Je veux quand même vous citer dans les structures les plus réussies et les plus faciles à analyser : Monte Cristo. Qui est la structure qui marche le mieux. Si vous ne savez pas quoi écrire, si vous voulez faire un roman qui touche tout le monde, refaites Monte Cristo. Ça a déjà été refait des tas de fois. Mais le principe du héros qui est injustement accusé d'un crime qu'il n'a pas commis, qui va en prison où il a encore plus de problèmes, et qui finalement s'évade de prison et progressivement va se venger de tous les gens qui ont fait du mal. Et quelque chose qui fait vibrer chez chaque être humain, quelque chose de très profond, parce que tout le monde se dit : moi aussi, je vis une injustice. Moi aussi, je suis en prison. Et moi aussi, un jour, je reviendrai, je me vengerai. Tous ceux qui m'ont fait du mal, et bien, ils vont s'en prendre plein la figure. Donc, si vous voulez vous amuser à faire un premier roman qui marche à tous les coups, pensez Monte Cristo.
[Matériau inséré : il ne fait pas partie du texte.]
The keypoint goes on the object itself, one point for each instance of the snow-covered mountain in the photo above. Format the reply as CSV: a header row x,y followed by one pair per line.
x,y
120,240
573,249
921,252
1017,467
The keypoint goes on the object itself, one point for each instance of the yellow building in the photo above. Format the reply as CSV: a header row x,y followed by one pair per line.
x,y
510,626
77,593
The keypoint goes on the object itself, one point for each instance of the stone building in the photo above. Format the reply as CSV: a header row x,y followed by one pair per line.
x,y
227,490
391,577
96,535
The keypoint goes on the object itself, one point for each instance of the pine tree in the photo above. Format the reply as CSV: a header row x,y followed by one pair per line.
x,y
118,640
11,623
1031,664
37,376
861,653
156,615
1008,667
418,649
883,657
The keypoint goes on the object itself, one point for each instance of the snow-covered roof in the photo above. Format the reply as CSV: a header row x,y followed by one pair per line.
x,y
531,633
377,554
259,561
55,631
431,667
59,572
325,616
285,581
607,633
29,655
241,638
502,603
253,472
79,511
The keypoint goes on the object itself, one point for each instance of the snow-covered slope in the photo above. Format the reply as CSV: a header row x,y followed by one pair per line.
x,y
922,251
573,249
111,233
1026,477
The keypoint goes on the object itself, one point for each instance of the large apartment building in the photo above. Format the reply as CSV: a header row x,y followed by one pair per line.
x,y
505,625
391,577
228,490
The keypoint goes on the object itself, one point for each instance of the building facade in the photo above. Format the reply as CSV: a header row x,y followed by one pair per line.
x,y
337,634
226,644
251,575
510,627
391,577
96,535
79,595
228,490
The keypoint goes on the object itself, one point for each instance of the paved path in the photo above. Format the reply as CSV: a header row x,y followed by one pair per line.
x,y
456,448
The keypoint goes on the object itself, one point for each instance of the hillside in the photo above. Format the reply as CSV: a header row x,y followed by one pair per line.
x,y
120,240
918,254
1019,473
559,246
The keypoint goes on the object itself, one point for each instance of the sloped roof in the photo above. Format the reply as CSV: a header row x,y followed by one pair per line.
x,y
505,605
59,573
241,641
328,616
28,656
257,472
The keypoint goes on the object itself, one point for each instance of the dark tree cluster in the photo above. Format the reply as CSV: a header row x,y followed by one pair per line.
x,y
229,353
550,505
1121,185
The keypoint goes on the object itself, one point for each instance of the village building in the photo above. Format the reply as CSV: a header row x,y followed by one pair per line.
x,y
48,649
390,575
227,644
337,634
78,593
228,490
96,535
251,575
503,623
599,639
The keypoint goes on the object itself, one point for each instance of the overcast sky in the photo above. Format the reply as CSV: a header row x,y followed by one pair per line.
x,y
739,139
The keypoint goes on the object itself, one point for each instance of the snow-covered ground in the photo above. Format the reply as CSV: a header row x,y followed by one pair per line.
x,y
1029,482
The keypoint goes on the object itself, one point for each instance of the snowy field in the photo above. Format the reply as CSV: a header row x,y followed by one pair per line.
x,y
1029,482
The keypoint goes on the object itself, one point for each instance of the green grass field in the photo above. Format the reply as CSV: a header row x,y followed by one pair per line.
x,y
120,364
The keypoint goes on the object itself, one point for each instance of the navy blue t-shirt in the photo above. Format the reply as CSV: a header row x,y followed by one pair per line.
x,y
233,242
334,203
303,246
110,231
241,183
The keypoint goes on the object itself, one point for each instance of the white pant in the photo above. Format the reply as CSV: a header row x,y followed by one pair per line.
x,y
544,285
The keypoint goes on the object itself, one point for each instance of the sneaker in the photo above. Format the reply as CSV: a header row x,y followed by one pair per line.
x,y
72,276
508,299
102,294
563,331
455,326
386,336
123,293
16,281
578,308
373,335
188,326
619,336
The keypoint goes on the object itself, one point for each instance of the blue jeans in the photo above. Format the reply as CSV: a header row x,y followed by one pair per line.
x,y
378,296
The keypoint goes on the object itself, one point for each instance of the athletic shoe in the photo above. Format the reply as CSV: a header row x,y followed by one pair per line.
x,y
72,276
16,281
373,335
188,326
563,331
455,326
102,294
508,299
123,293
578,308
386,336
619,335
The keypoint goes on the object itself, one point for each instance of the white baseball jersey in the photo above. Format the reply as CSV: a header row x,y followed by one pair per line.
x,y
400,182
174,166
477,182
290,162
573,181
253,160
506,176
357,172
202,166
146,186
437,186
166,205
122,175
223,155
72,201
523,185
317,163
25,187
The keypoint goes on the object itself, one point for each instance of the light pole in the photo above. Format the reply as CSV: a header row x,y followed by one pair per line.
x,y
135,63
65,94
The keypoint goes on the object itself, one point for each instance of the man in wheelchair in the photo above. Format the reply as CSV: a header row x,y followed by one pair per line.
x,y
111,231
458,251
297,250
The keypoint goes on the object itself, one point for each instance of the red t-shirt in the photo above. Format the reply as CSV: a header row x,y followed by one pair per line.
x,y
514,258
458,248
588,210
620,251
Donc, le héros est un être qui se bat, qui subit une injustice, qui va se venger, qui vit des épreuves, et qui, au final, va avoir un très, très gros problème qu'on appelle le climax. Et ce problème, on va se dire, il ne va pas arriver à le résoudre. Et donc, il est foutu. Mais grâce à l'imagination de l'écrivain, petit à petit, arrive l'élément inattendu qui fait que, alors que tout est foutu, et ben, normalement, le héros va s'en tirer. Ça, c'est la structure classique, presque du conte.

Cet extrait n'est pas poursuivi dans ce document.